Among Arab tribes, even of the pre-Islamic era, a crude type of psychological warfare was always used. It has also been a characteristic of Arab desert warfare through the ages. T. E. Lawrence termed it as the Arab ability to “win wars without battles.”  But it was never used as effectively as under the leadership of the Prophet and his commanders. In his use of propaganda, the Prophet used ridicule, the threat of total war, and a dramatic carrot and stick policy toward his enemies. As Richard Gabriel wrote;

He also introduced the new dimension of psychological warfare, and even employing terror and even massacre as a means to weaken the will of his enemies.

The essential ingredient of this was always the instilling of fear into the hearts of the enemy. It should also be made clear that the carrot and stick approach was probably a means to preserve life as the Arab army under the Prophet acted with benevolence generally when cities or tribes surrendered and asked forgiveness, but could be expected to be dealt with in a merciless fashion if they refused to surrender.

Seen in this light the widespread use of terror and fear by the ISIS has definite strategic and operational objectives, despite the seemingly gratuitous violence and butchery appearing in their videos. But as mentioned earlier, these videos attract rather than repel potential recruits, and strike fear into the hearts of enemies or reluctant allies.

Certainly this fear has played a major role in the repeated collapse of Iraqi army units in critical battles. An army that is ill disciplined, poorly led, poorly motivated, has little confidence in themselves or their leadership will fall apart against a determined and reputedly ferocious foe. This describes the Iraqi army.
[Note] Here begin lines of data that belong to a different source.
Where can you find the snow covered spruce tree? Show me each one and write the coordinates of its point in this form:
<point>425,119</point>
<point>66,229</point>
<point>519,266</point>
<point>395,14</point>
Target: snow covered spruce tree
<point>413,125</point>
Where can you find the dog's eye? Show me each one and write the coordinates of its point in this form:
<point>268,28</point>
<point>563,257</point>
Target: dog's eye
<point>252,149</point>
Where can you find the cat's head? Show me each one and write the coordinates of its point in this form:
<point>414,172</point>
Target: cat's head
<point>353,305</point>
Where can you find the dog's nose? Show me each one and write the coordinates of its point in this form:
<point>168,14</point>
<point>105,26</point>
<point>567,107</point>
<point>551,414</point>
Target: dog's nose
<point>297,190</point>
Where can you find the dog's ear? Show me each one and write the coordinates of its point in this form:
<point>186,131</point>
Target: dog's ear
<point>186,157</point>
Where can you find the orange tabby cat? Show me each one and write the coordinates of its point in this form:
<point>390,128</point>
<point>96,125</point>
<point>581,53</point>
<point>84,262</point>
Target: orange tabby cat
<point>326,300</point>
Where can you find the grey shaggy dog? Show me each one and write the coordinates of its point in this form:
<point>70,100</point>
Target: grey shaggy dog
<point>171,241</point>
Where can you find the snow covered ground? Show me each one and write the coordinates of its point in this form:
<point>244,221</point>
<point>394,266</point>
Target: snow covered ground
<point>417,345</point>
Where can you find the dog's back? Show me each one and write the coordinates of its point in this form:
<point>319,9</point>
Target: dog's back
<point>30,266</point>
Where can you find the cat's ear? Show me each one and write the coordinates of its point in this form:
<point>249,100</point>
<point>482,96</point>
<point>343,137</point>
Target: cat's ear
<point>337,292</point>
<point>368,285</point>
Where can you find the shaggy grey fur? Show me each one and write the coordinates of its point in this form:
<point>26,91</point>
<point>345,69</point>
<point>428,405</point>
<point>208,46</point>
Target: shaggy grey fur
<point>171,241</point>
It has never been a truly professional army and is even less so now. Like the situation of the early Arab conquests, the ISIS spread through Syria and Iraq  because of the disunity and precariousness of the ruling powers.   The early Arab conquests took advantage of the long era of Persian -Byzantine wars, the effects of plague, and the declining power of both the empires.  It is instructive to note that the early Arab Islamic victories occurred in a Middle Eastern world politically similar to the one inherited by the ISIS. Therefore the effect of ISIS propaganda has found fertile ground to influence a very vulnerable population, just as it did in the era of Islamic expansion.

Islamist propaganda has been particularly effective and is probably its greatest recruiting sources, albeit the propaganda would be of little value without its alleged military prowess. Nevertheless an essential ingredient has been the effectiveness of their propaganda programs.

ISIS Strategy

In accordance with the concept elucidated by S. K. Malik early Islamic strategy consisted of what we would term a “total war” concept, one in which every element of human endeavor is employed. As he wrote Jihad is more than just strategy. It is in fact “grand strategy,” carefully delineating the difference between military strategy and grand strategy, His philosophy defines a modern day version of the Islamic world eternal struggle against the house of war (the non-Islamic world). He defines it in terms of Jihad.
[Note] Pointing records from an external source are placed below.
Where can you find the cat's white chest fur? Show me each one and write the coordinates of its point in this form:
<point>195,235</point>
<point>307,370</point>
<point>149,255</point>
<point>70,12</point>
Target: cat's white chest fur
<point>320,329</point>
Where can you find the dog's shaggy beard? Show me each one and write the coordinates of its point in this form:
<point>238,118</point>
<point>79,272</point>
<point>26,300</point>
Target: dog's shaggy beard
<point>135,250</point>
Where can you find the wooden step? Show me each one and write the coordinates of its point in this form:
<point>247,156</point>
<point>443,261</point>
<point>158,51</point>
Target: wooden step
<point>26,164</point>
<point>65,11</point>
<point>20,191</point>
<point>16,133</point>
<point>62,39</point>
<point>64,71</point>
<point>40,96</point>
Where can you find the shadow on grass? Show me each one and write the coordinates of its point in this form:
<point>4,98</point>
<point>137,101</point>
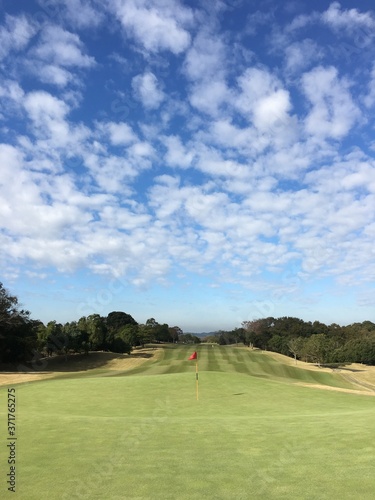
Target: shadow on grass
<point>71,362</point>
<point>340,366</point>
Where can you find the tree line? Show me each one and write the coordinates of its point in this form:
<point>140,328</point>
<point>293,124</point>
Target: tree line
<point>21,337</point>
<point>313,342</point>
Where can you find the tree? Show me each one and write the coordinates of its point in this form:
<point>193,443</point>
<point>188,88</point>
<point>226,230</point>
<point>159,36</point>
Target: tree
<point>97,330</point>
<point>18,337</point>
<point>296,346</point>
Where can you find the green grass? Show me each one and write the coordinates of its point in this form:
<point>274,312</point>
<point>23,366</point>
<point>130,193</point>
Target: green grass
<point>253,434</point>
Jehad (sic) is a continuous and never-ending struggle waged on all fronts including political, economic, social, psychological, domestic, moral, and spiritual to attain the objective of policy.

Military strategy is the application of the total grand strategy. An essential ingredient of the grand strategy reiterated many times in Malik’s treatise is the infliction of terror into the hearts of the enemy. By way of additional definition Malik refers to grand strategy as the attainment of power while military strategy is specifically the use of force.

Here again Malik has drawn a picture which is more than theory but rather drawn from the lessons of the early Islamic conquests. As Russ Rogers wrote:

By demanding total surrender to the ways of Islam Muhammad stressed an aspect of warfare that pushed others beyond their current understanding. To the Arab tribes, warfare was about sport and play, a pastime to break the boredom and monotony of desert life in which men could show courage and honor.

Kennedy wrote that the defining passage for the Arab conquests were contained in the verse surah 9:5

Then as the sacred months have passed (in which a truce had been in force between the Muslims and their enemies; note from Kennedy} slay the idolaters wherever you find them, seize then, besiege them, lie in wait for them.in every place of ambush; but if they repent, pray regularly, and give alms tax, then let them go their way, for God is forgiving, merciful.

Richard Gabriel termed this total war this way:

Once war was harnessed to strategic objectives, it became possible to expand its application to introduce tactical dimensions that were completely new to traditional Arab warfare. Muhammad uses his armies in completely new ways: He attacked tribes, towns, and garrisons before they could form hostile coalitions: he isolated his enemy by severing their economic lifelines and disrupting their lines of communication. He was a master at political negotiation, forming alliances with pagan tribes when it served his interests. He laid siege to cities and towns. Muhammad also introduced the new dimension of psychological warfare, employing terror and even massacres as means to weaken the will of his enemies.

Bernard Lewis termed it in this way:

The Muslim Jihad, in contrast, was perceived as unlimited, as a religious obligation that would continue until the entire world has adopted the Muslim faith or submitted to Muslim Ruler.

While Alfred Guillaume found the idea of Jihad being a threat to the West fanciful. “A moment’s reflection is sufficient to show that a Jihad against the Western power or powers is impossible.” However as the bewildering (to the Western mind) story of the ISIS continues, analysis of ISIS based on Western concepts is a fruitless endeavor.  Nothing less than the abject surrender of the enemy  and permanent occupation of his lands was acceptable to the armies of the prophet.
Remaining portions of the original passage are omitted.